L’absence de tsunami républicain est en soi une victoire pour le camp démocrate
Laurence Nardon, chercheuse spécialiste des Etats-Unis, remarque, dans une tribune au « Monde », que la large victoire républicaine annoncée par les sondages ne s’est pas produite. L’administration Biden peut désormais aborder les deux années à venir avec une relative sérénité.
Contrairement à ce que les sondages annonçaient ces dernières semaines, les résultats des élections de mi-mandat aux Etats-Unis ne sont pas désastreux pour les démocrates. Même si tous les dépouillements ne sont pas encore terminés, notamment dans les Etats de l’Ouest, il semble que les républicains devraient reprendre le contrôle de la Chambre avec une majorité moins large que prévu.
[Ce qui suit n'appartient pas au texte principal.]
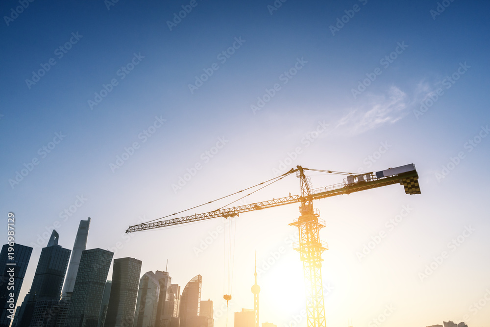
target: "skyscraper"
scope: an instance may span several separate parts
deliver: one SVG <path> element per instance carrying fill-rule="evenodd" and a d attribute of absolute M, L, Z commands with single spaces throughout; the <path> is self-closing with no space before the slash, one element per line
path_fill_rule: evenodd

Quant au Sénat, il devrait rester en suspens encore quelques semaines, puisque l’élection du sénateur de Géorgie est renvoyée à un second tour, qui aura lieu en décembre. Dans tous les cas, la majorité du parti vainqueur y sera très mince. L’absence de tsunami républicain est en soi une victoire pour le camp démocrate, surtout si on le met en regard des très mauvais résultats qu’avaient connus Bill Clinton en 1994 et Barack Obama en 2010 (ce dernier avait alors évoqué une « raclée »).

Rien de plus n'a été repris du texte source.